The senior rock, which seniors paint with their year of graduation every year.

Keegan Dant and Yishaq Woldesenebet

“Come in building services, come in building services… Is there Vaseline on the door knobs again?”

The school year is coming to its end, which is the moment seniors have been desperately waiting for. This is their chance to get back at the school for all those cruel exams and unnecessary long essays.  

For the class of 2016, it will be a decision they will forever remember and be remembered by. Whether they win with dignity or win with guilt is a choice they’ll have to risk as they strive to top their predecessors of Watkins Mill.

“Seniors participate in pranks because it’s one of those rituals that people go through, like a rite of passage,” TV production teacher Jamaly Allen said. “And because their predecessors have done it before them, they want to out do them by their creativity, imagination, and stakes before them.”

Previous classes have definitely left their mark here at WMHS, but every senior plans to leave a legacy. There is a few fan favorites among the staff here at WMHS.  Social studies resource teacher Adam Schwartz said that his favorite WMHS prank was when “students got here to school really early and had a barbecue/party in the staff parking lot.”

“Some pranks I’ve heard about are, one year when students broke into [former theater teacher Leyanne] Freeman’s room and they piled all their desks up and made a mound, in reference to Lord of the Flies,” Allen added.

Seniors participate in pranks because it’s one of those rituals that people go through like a rite of passage.

— Jamaly Allen

“A prank that happened before I got here is that students slowly, throughout the school year, took all of the chalkboard erasers until gradually there wasn’t any more in any of the classrooms,” social studies teacher Sandy Young said.

Before he was stopping pranks, security guard Steve Smith was pulling them himself. He graduated in 1981 and had seen a movie where “they ran up the flagpole with women’s underwear and undergarments.” Smith and his friends decided to imitate this prank, but “We didn’t realize building service workers came in about two hours before school starts. And so we came in all happy and I was like ‘yo, where’s our stuff?” Smith said.  “Of course, they saw it and they brought it down before school started.”

But not all pranks are harmless fun. Science teacher Lydia Leecost said that one of the worst senior pranks she’s seen at Watkins Mill was “when students painted the front of the school… the day that the [International Baccalaureate] people came to the school. It was not good at all because there was spray paint all over the front of the school.”

“I’m always disappointed when seniors choose vandalism as a prank,” social studies teacher Michelle Pettit said. “One year, the students took all of the sodas in the history office and put them in the freezer and they exploded all over the freezer. Things like that are not creative in any way, they just create more work for building services.”

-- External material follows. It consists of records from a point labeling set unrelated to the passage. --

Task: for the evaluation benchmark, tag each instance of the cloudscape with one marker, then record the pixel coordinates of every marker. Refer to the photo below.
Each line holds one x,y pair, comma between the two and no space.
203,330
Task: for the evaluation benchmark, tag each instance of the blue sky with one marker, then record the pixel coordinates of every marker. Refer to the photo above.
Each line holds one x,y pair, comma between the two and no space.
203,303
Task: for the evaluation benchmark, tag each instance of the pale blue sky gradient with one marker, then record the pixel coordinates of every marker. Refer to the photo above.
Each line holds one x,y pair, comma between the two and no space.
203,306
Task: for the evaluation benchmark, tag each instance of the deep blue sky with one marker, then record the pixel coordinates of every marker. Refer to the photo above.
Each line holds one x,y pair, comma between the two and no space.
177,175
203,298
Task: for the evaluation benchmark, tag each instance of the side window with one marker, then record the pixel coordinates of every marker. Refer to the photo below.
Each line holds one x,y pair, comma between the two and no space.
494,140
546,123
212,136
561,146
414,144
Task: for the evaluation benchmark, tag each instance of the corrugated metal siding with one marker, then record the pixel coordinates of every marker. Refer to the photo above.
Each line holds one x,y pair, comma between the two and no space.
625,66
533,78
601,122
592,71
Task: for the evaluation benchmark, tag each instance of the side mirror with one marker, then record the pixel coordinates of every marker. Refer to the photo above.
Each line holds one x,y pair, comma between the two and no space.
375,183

“Do something that is funny,” science teacher Matt Johnson said. “You guys get a kick out of it and the students and staff can get a kick out of it too, while not being too damaging, harmful, or vulgar.”  While vandalism can seem funny at the time, it often has serious consequences for seniors beyond cleaning the mess–seniors have been not allowed to walk at graduation for pranks that went wrong in the past.

“[The] message I have for the seniors is to engage in life, engage in the moment; be present in everything you do,” Johnson added.  “You have to just set goals and work on that right then in the moment, and I hope the success will come.” 

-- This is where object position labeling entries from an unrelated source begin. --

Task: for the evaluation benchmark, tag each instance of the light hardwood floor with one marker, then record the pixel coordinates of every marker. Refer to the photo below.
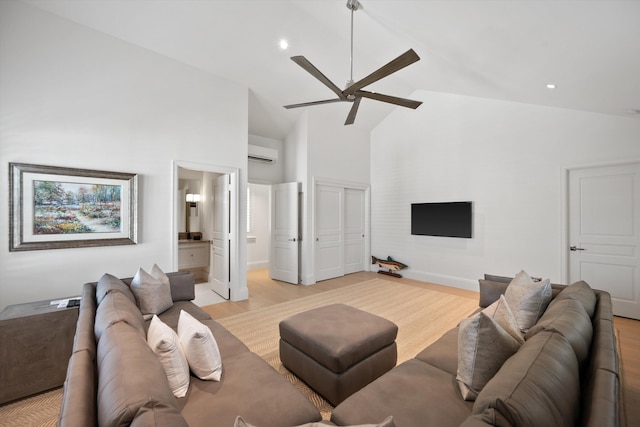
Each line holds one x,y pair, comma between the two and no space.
264,292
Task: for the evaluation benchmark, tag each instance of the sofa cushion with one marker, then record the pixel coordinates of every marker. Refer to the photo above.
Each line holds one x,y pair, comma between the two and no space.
157,414
250,388
581,292
491,287
79,387
182,286
490,291
483,346
414,392
443,353
567,317
166,346
200,347
115,308
152,291
388,422
601,400
537,386
109,283
502,314
85,338
129,376
527,299
172,315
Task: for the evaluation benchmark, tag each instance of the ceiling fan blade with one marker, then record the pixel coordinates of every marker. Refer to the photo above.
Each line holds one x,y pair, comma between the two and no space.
311,69
352,113
407,58
403,102
307,104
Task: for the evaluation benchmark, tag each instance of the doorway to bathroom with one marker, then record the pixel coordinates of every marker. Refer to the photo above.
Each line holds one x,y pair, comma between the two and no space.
206,219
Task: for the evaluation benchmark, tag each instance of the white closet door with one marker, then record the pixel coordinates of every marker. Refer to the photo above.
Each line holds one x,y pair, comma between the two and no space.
604,233
283,259
354,204
221,243
329,232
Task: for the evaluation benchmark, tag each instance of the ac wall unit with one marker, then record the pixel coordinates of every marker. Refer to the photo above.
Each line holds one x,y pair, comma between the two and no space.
262,154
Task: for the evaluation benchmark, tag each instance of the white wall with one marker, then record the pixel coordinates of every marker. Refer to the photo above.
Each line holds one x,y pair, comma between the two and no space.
259,238
74,97
508,158
323,148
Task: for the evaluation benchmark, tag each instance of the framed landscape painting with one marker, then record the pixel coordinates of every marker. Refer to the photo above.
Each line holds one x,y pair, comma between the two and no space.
53,207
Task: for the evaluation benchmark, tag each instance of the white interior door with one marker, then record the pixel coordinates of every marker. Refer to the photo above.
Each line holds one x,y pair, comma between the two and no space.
354,205
220,245
283,259
604,217
329,232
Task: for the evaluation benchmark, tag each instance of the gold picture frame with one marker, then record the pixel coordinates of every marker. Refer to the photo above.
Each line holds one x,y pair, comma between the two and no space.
56,207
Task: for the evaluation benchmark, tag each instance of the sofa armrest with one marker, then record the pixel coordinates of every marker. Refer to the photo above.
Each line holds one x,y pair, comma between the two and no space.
182,286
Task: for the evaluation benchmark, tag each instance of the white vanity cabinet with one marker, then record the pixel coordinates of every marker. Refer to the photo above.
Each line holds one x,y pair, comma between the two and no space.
193,254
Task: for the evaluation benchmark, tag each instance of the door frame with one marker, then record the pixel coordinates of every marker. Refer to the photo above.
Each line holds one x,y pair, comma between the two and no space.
564,236
237,285
315,182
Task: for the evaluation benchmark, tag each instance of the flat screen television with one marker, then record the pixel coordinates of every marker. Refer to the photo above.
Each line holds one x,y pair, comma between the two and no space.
447,219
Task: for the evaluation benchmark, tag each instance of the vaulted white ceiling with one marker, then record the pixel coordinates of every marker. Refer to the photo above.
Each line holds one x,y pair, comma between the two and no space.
500,49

“If the seniors are planning a prank, and I am sure they are, I would like to be in on knowing what going to happen, because I don’t want to create work for other people,” principal Carol Goddard said.

But, Goddard is not opposed to pranks, which leaves a lot of room for a great one this year.  “As long as [you] don’t hurt anyone, as long as [you] don’t make too big of a mess for building services and [you] think outside the box [I am fine with whatever prank the seniors do],” Goddard added.